«Est-il possible qu'en 2009, une partie de la population ne reçoive plus la télévision ? » Patrice Dupray n'en revient toujours pas. Fin juin, le CSA (conseil supérieur de l'audiovisuel) publie sur son site internet, une cartographie indiquant des zones d'ombres. Des zones où les émetteurs ne seront pas équipés pour recevoir la télévision numérique terrestre (TNT). Et sur cette carte, le maire découvre qu'un quartier de sa commune est pointé du doigt. « Ce serait huit cents foyers concernés, précise-t-il. Je savais qu'il y aurait des difficultés, mais je ne pensais pas que Grand-Couronne pouvait être touchée », confie l'élu communiste, à la tête de la commune depuis 1995.

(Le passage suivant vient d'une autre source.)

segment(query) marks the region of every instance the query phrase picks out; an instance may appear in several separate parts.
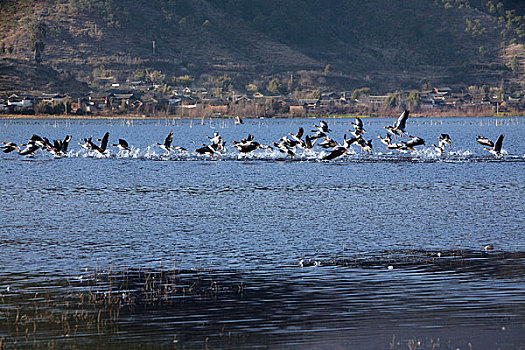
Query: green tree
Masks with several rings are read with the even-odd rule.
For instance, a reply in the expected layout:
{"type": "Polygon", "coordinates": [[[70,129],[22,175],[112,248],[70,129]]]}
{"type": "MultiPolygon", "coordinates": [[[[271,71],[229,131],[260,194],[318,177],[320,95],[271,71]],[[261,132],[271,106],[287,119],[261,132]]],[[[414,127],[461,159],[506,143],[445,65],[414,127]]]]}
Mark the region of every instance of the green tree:
{"type": "Polygon", "coordinates": [[[246,91],[248,91],[248,92],[252,92],[253,93],[253,92],[256,92],[257,90],[259,90],[259,88],[257,87],[257,85],[255,85],[253,83],[246,85],[246,91]]]}
{"type": "Polygon", "coordinates": [[[318,100],[321,98],[321,90],[315,89],[314,91],[310,92],[307,97],[318,100]]]}
{"type": "Polygon", "coordinates": [[[53,108],[51,107],[51,104],[47,102],[40,102],[36,106],[36,112],[39,114],[51,114],[53,113],[53,108]]]}
{"type": "Polygon", "coordinates": [[[194,81],[195,81],[195,78],[189,75],[181,75],[179,77],[171,78],[172,84],[175,84],[177,86],[184,86],[184,87],[191,86],[191,84],[193,84],[194,81]]]}
{"type": "Polygon", "coordinates": [[[158,70],[154,70],[151,72],[148,71],[147,76],[153,84],[157,85],[164,83],[164,81],[166,80],[166,74],[163,74],[161,71],[158,70]]]}
{"type": "Polygon", "coordinates": [[[518,73],[520,69],[520,61],[517,56],[512,57],[512,60],[510,61],[510,69],[513,73],[518,73]]]}
{"type": "Polygon", "coordinates": [[[230,90],[232,78],[224,74],[217,79],[217,95],[222,96],[224,91],[230,90]]]}
{"type": "Polygon", "coordinates": [[[352,101],[359,99],[361,95],[370,95],[370,88],[362,87],[360,89],[355,89],[352,92],[352,97],[351,97],[352,101]]]}
{"type": "Polygon", "coordinates": [[[430,81],[427,78],[421,79],[420,83],[421,90],[429,90],[432,84],[430,84],[430,81]]]}
{"type": "Polygon", "coordinates": [[[397,93],[389,93],[383,107],[385,108],[394,108],[399,104],[399,94],[397,93]]]}
{"type": "Polygon", "coordinates": [[[42,62],[42,52],[45,48],[44,40],[47,35],[47,25],[44,21],[35,21],[29,26],[31,51],[36,63],[42,62]]]}
{"type": "Polygon", "coordinates": [[[412,90],[408,94],[407,100],[412,103],[419,103],[421,100],[421,93],[417,90],[412,90]]]}
{"type": "Polygon", "coordinates": [[[268,92],[271,92],[272,94],[281,94],[283,92],[283,84],[281,84],[281,81],[279,78],[273,78],[268,83],[268,87],[266,88],[268,92]]]}

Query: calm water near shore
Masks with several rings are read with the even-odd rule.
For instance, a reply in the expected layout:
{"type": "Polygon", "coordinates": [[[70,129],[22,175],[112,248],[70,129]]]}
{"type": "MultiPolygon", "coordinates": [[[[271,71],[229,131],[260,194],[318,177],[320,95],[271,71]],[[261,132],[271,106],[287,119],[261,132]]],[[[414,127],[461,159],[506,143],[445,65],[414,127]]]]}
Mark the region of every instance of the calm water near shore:
{"type": "MultiPolygon", "coordinates": [[[[353,121],[326,120],[337,141],[353,121]]],[[[377,139],[393,121],[333,161],[229,147],[315,119],[0,121],[73,135],[65,158],[0,154],[3,346],[525,348],[525,119],[409,118],[407,154],[377,139]],[[189,154],[155,145],[170,130],[189,154]],[[132,151],[77,144],[106,131],[132,151]],[[216,131],[226,154],[192,151],[216,131]],[[500,134],[502,157],[475,141],[500,134]]]]}

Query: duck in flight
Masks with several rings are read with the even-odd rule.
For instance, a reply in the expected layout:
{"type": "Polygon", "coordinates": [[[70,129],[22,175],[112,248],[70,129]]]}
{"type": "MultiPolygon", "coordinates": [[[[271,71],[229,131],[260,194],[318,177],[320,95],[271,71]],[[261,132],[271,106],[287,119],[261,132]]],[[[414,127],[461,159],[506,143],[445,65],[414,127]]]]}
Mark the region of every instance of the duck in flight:
{"type": "Polygon", "coordinates": [[[166,138],[164,139],[164,143],[157,142],[156,145],[158,145],[160,148],[166,151],[166,154],[169,154],[171,150],[172,141],[173,141],[173,130],[171,130],[168,136],[166,136],[166,138]]]}
{"type": "Polygon", "coordinates": [[[332,131],[328,128],[328,123],[324,120],[319,121],[319,125],[314,124],[314,128],[316,128],[317,130],[312,130],[312,132],[328,134],[330,131],[332,131]]]}
{"type": "Polygon", "coordinates": [[[397,118],[397,121],[394,123],[394,125],[388,125],[385,126],[385,129],[395,136],[403,136],[403,134],[406,134],[405,127],[406,122],[408,119],[408,115],[410,114],[410,111],[408,109],[405,109],[403,113],[397,118]]]}
{"type": "Polygon", "coordinates": [[[108,147],[108,140],[109,140],[109,132],[105,133],[102,137],[102,140],[100,141],[100,146],[96,145],[91,141],[91,137],[88,139],[89,147],[92,151],[95,151],[96,153],[100,154],[101,156],[105,156],[106,148],[108,147]]]}
{"type": "MultiPolygon", "coordinates": [[[[504,138],[505,138],[504,134],[499,135],[498,139],[496,140],[496,143],[494,143],[494,145],[491,148],[484,147],[483,149],[485,151],[489,151],[490,153],[492,153],[495,156],[501,156],[501,148],[503,147],[503,139],[504,138]]],[[[492,143],[492,141],[490,141],[490,143],[492,143]]]]}
{"type": "Polygon", "coordinates": [[[14,150],[20,150],[20,146],[18,146],[14,142],[2,142],[2,146],[0,146],[0,148],[2,148],[2,152],[4,153],[13,152],[14,150]]]}
{"type": "Polygon", "coordinates": [[[111,146],[118,147],[118,149],[121,151],[131,152],[131,148],[129,148],[128,142],[124,139],[118,139],[118,143],[117,144],[112,143],[111,146]]]}
{"type": "Polygon", "coordinates": [[[439,143],[436,146],[435,144],[432,144],[432,147],[439,153],[445,153],[445,147],[448,145],[450,148],[452,145],[452,139],[448,134],[441,134],[441,136],[438,137],[439,143]]]}

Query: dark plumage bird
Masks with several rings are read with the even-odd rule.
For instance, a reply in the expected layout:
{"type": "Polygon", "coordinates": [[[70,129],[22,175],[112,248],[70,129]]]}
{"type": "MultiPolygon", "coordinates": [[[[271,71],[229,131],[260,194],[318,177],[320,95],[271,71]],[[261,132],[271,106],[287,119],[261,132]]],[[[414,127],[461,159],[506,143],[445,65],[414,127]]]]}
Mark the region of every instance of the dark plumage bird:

L'échéance du passage au numérique : mars 2010 pour Canal + et février 2011 pour les autres chaînes. « En plus de ne pas recevoir la TNT, 10 % des Couronnais n'auront plus la télévision ». Et ça, Patrice Dupray ne peut le comprendre. « Lorsque l'émetteur tombe en panne, c'est 50 à 60 coups de fil dans l'heure. Imaginez, si les Couronnais n'ont plus la télévision », ajoute Julien Dugnol, directeur de cabinet du maire. Alors, entouré de quinze autres maires de communes concernées, Patrice Dupray tente de sensibiliser les élus locaux. Les parlementaires auraient saisi le gouvernement et Didier Marie, le président du conseil général, le CSA. Et d'ici le 30 septembre, un conseil des ministres est prévu. L'ordre du jour : « Compléter la loi du 5 mars 2007 ». Une loi qui stipule que 95 % de la population nationale doit être couverte par la télévision numérique. Et les 5 % restants ? « Ça représente environ 7 000 000 de personnes », privées de télévision.
1 600 émetteurs équipés sur 3 200
Patrice Dupray et ses confrères visent, eux, « une révision de la loi pour que tous ceux qui étaient couverts par le hertzien puissent recevoir la TNT ». Deuxième objectif : dépasser le nombre d'émetteurs équipés. « Ne serait-ce qu'avec 400 émetteurs supplémentaires, la télévision numérique terrestre couvrirait le même territoire que le hertzien. »
Sur le territoire français, 3 200 émetteurs sont implantés. Pour le passage de l'analogique (chaînes hertziennes) à la télévision numérique, seuls 1 600 sont ou seront équipés en conséquence. L'équipement des 1 600 restants serait à la charge des communes. Ce qui fait d'autant plus enrager l'élu communiste. « Ça coûterait 100 000 €. Ce qui représente une part importante du budget pour les petites communes. La majorité des communes concernées. Ce n'est pas aux collectivités de payer. »
Et ironie du sort. Grand-Couronne se situe à « 2,5 km, 3 tout au plus » à vol d'oiseau, de l'émetteur des Essarts. « Le plus grand émetteur de télévision de la Haute-Normandie. » Et pourtant, certains foyers restent dans l'ombre.